Some common sense warranted in emotional debates

A suburban New York newspaper ignited a massive debate recently when it published names and home addresses of local gun owners. The Journal News in White Plains had attained the information through a public information request for the more than 33,000 names from the local governments in Westchester and Rockland counties in the wake of the December 14 Sandy Hook, Conn., school shooting.

Some gun owners reacted predictably by writing and calling the paper saying they would boycott TJN advertisers. Others went much farther by threatening employees of the newspaper with harm. The names, addresses and phone numbers for the paper’s workers were also published online.

The debate over the right for the public’s access to open government records versus the press publishing some of those records remains healthier than ever. When a Facebook friend, a former reporter with whom I worked, asked for fellow FB member input regarding the use of such data used by TNJ he received various opinions including that of my own.

My experiences in having,on numerous occasions, retrieved open records information from government entities gave me a particular insight as to whether the New York publication erred in publishing identifying information about its area gun owners.

The use of public information as a journalist is obviously a double-edged sword.
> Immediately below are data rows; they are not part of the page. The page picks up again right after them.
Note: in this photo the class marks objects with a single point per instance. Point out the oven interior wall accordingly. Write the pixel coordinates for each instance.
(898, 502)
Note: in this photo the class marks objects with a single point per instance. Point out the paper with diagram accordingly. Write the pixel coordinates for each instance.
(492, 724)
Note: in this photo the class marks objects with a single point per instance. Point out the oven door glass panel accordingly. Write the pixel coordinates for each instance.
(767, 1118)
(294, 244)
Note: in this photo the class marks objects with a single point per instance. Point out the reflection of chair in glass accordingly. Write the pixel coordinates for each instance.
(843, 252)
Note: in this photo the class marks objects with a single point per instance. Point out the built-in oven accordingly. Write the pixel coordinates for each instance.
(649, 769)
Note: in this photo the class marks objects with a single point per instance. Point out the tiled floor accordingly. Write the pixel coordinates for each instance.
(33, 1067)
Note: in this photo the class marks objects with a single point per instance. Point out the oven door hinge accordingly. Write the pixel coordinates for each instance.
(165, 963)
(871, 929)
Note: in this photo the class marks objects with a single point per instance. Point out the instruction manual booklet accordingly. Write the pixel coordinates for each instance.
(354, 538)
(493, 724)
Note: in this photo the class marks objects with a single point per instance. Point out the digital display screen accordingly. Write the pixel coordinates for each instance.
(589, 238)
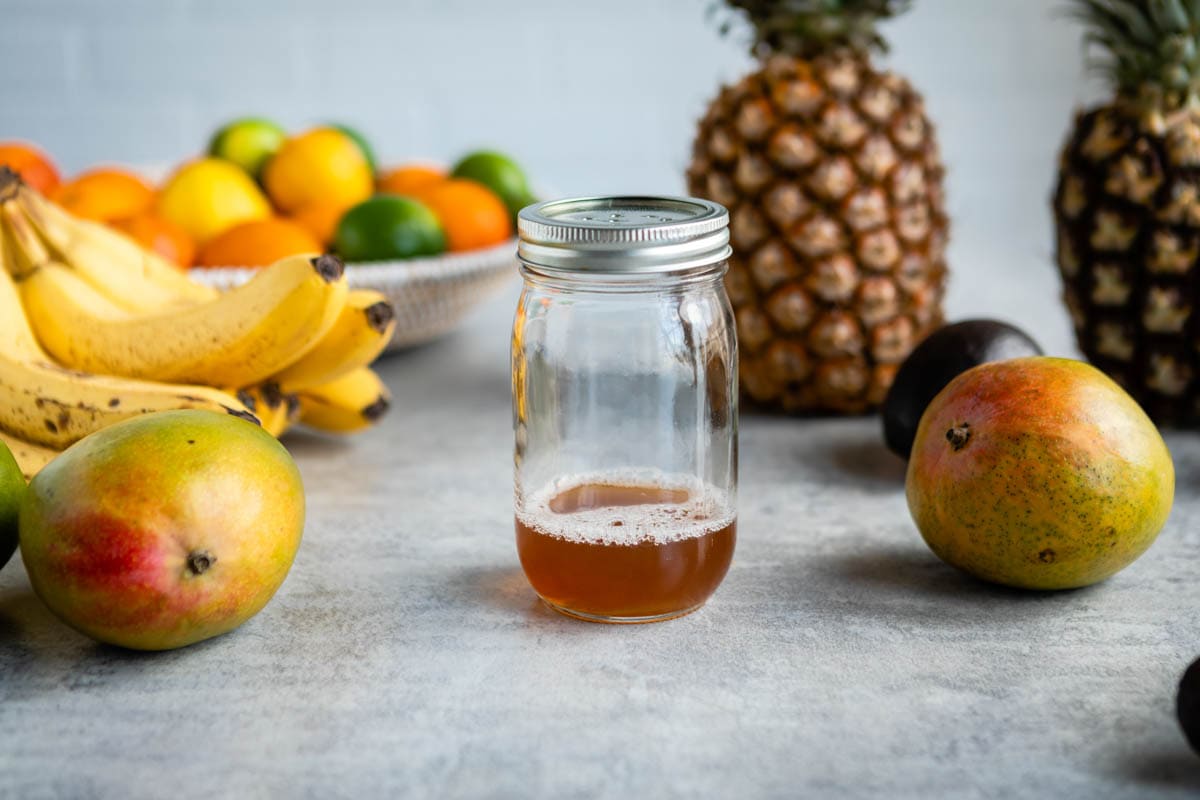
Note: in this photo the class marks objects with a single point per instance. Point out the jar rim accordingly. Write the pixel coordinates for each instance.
(623, 235)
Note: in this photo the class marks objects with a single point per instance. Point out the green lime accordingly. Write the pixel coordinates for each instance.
(387, 227)
(12, 489)
(249, 143)
(498, 173)
(359, 139)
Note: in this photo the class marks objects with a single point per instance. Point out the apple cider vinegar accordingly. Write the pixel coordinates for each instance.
(624, 405)
(625, 547)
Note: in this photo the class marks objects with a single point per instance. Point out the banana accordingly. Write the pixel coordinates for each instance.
(127, 274)
(27, 252)
(346, 404)
(241, 338)
(47, 404)
(30, 457)
(276, 409)
(358, 337)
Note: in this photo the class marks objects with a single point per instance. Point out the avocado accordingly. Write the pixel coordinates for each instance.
(947, 353)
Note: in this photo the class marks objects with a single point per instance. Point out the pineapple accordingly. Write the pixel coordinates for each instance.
(832, 175)
(1127, 208)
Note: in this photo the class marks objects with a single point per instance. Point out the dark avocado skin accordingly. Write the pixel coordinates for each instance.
(943, 355)
(1187, 704)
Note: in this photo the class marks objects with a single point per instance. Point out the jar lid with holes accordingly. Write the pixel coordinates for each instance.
(623, 235)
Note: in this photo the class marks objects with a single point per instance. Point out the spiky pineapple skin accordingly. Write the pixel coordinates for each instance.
(1127, 210)
(833, 179)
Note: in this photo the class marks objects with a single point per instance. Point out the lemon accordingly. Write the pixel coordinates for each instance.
(12, 489)
(388, 227)
(249, 143)
(323, 164)
(209, 196)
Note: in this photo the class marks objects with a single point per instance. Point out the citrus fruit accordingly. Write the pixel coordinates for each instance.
(209, 196)
(106, 194)
(322, 164)
(160, 235)
(471, 214)
(498, 173)
(249, 142)
(12, 488)
(321, 220)
(361, 140)
(258, 242)
(34, 166)
(388, 227)
(411, 179)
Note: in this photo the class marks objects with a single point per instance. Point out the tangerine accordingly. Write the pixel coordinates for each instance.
(34, 166)
(472, 215)
(160, 235)
(106, 194)
(323, 164)
(411, 179)
(258, 242)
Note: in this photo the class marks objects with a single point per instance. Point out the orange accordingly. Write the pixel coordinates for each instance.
(321, 220)
(160, 235)
(258, 242)
(472, 215)
(34, 166)
(323, 164)
(106, 194)
(411, 179)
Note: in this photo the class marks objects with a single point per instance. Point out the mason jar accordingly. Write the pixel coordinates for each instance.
(624, 401)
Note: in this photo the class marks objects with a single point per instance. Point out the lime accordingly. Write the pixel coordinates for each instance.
(12, 489)
(389, 226)
(361, 140)
(249, 143)
(498, 173)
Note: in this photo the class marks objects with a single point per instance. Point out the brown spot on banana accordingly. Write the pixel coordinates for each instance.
(244, 415)
(10, 182)
(376, 410)
(379, 316)
(329, 268)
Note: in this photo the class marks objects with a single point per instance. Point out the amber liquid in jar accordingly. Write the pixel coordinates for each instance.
(625, 547)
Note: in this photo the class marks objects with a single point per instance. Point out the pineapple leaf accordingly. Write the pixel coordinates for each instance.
(809, 28)
(1149, 49)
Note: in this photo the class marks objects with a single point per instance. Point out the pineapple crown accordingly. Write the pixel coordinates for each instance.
(811, 28)
(1151, 49)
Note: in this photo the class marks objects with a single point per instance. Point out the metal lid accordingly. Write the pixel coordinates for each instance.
(623, 235)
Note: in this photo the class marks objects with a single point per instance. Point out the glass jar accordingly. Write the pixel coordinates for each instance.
(624, 400)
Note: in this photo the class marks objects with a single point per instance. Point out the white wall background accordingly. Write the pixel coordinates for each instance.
(591, 96)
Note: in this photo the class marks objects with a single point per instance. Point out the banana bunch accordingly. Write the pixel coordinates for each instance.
(95, 330)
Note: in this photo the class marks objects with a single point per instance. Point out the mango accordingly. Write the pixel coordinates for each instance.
(165, 529)
(1038, 473)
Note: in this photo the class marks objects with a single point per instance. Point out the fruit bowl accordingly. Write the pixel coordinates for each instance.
(431, 295)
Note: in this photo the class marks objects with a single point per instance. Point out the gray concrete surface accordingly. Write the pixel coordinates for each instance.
(406, 656)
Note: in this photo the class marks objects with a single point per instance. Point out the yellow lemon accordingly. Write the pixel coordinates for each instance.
(209, 196)
(323, 164)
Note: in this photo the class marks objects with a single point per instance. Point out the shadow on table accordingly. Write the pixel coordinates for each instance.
(306, 441)
(907, 581)
(501, 588)
(18, 611)
(858, 453)
(1177, 769)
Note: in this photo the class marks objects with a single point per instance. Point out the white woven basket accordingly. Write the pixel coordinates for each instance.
(431, 295)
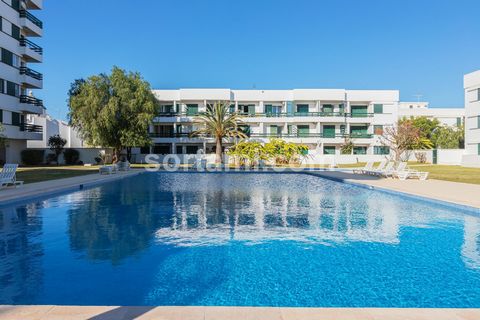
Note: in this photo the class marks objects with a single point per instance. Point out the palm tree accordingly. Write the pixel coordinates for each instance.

While the government does not keep, at least I hope they don’t, information based on who works for a particular newspaper there are plenty of sources of information out there for one who seeks it which can be used to identify someone. The Internet and other computer-aided means of gathering data has made retrieving such information much, much easier for the media as well as the public in general. With most local and state governments as well as the federal government scads of personal information can be accessed. Databases — some free while others not — exist for information such as license registration as well as criminal and various civil records. Many of the folks I know who use computers frequently check free records for registered sex offenders who might live in the neighborhood.
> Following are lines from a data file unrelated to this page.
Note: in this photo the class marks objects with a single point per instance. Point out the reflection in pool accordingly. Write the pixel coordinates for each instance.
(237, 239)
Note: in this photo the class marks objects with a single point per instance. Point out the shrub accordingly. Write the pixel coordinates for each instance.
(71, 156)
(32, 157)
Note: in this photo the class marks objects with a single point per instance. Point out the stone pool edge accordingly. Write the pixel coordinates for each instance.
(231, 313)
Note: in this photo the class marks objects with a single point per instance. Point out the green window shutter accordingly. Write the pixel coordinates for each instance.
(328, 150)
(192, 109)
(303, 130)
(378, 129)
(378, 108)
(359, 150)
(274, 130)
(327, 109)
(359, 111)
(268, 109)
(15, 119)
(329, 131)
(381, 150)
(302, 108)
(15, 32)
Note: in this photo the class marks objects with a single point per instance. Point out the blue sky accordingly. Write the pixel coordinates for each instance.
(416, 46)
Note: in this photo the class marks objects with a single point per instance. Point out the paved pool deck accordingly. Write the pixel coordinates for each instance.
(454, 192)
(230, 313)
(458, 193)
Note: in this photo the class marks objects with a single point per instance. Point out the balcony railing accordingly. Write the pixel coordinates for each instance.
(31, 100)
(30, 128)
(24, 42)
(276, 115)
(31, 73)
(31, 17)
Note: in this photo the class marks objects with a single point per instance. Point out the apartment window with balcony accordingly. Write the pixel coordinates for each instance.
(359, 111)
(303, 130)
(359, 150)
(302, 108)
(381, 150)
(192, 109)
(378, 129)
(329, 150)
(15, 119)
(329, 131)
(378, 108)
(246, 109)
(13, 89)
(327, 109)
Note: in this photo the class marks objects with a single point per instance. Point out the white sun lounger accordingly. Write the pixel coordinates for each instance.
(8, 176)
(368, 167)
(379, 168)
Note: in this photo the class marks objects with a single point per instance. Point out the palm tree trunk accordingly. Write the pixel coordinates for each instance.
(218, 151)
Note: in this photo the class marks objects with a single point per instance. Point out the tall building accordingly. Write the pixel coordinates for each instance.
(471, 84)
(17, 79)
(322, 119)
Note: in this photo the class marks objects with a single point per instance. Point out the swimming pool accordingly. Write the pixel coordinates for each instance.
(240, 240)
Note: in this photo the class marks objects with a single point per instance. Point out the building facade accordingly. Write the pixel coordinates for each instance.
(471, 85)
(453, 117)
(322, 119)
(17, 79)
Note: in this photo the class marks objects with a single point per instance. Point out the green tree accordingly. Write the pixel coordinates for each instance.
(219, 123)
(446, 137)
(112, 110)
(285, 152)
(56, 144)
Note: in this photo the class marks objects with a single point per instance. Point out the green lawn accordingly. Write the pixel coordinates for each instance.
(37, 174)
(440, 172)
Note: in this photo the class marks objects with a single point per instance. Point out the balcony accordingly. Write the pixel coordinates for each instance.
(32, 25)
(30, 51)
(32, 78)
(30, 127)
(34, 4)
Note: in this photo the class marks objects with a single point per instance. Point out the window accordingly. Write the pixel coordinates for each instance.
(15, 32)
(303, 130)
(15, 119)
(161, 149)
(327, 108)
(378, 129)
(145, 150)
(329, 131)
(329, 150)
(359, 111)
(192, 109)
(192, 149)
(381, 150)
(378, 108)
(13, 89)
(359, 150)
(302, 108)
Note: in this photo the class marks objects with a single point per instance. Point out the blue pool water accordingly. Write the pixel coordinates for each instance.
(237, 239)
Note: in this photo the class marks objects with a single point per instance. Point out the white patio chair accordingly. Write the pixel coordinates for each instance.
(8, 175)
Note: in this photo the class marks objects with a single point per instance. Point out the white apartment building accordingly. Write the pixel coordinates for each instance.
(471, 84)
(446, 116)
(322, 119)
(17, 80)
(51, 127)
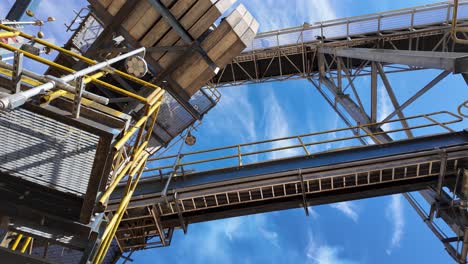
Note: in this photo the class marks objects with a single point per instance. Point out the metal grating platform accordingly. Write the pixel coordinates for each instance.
(42, 150)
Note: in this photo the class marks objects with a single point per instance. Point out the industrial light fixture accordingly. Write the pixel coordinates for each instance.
(136, 66)
(39, 22)
(190, 139)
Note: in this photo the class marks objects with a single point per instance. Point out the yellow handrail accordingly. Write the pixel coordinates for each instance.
(456, 29)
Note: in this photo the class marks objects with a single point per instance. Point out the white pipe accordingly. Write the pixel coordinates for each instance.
(18, 99)
(69, 88)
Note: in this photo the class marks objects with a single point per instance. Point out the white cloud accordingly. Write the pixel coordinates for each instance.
(347, 208)
(385, 107)
(277, 126)
(321, 253)
(394, 213)
(270, 13)
(313, 213)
But as I shared with my Facebook compadre there are times when records should be made public by a media outlet and other times not. I was taught to give as full an identity as possible when identifying those who were involved somehow in a criminal activity. Maybe sometimes I went overboard but I tried to give my readers as complete a picture as possible. I found though that the media — I’m speak specifically about managers — often wrongly use public data just because they can.

While I have found a number of public information items useful I did not always use them mostly because they had no to limited news value. I am particularly peeved when I view 911 tapes from a crime or emergency. While some of this information is newsworthy, too often it appears used only because it shows sensational emotion. I feel the names and addresses of the New York gun owners falls into the category of having little use toward news value and appears to be used more from the emotional reaction of the tragic events of the more than 20 fatalities in the Sandy Hook shooting.

That said I feel publishing the identifying information of TNJ employees and threats of physical harm was nothing but mean-spirited. There are less juvenile ways of making known one’s displeasure of news content. It is time people, both news providers and consumers, start using some common sense.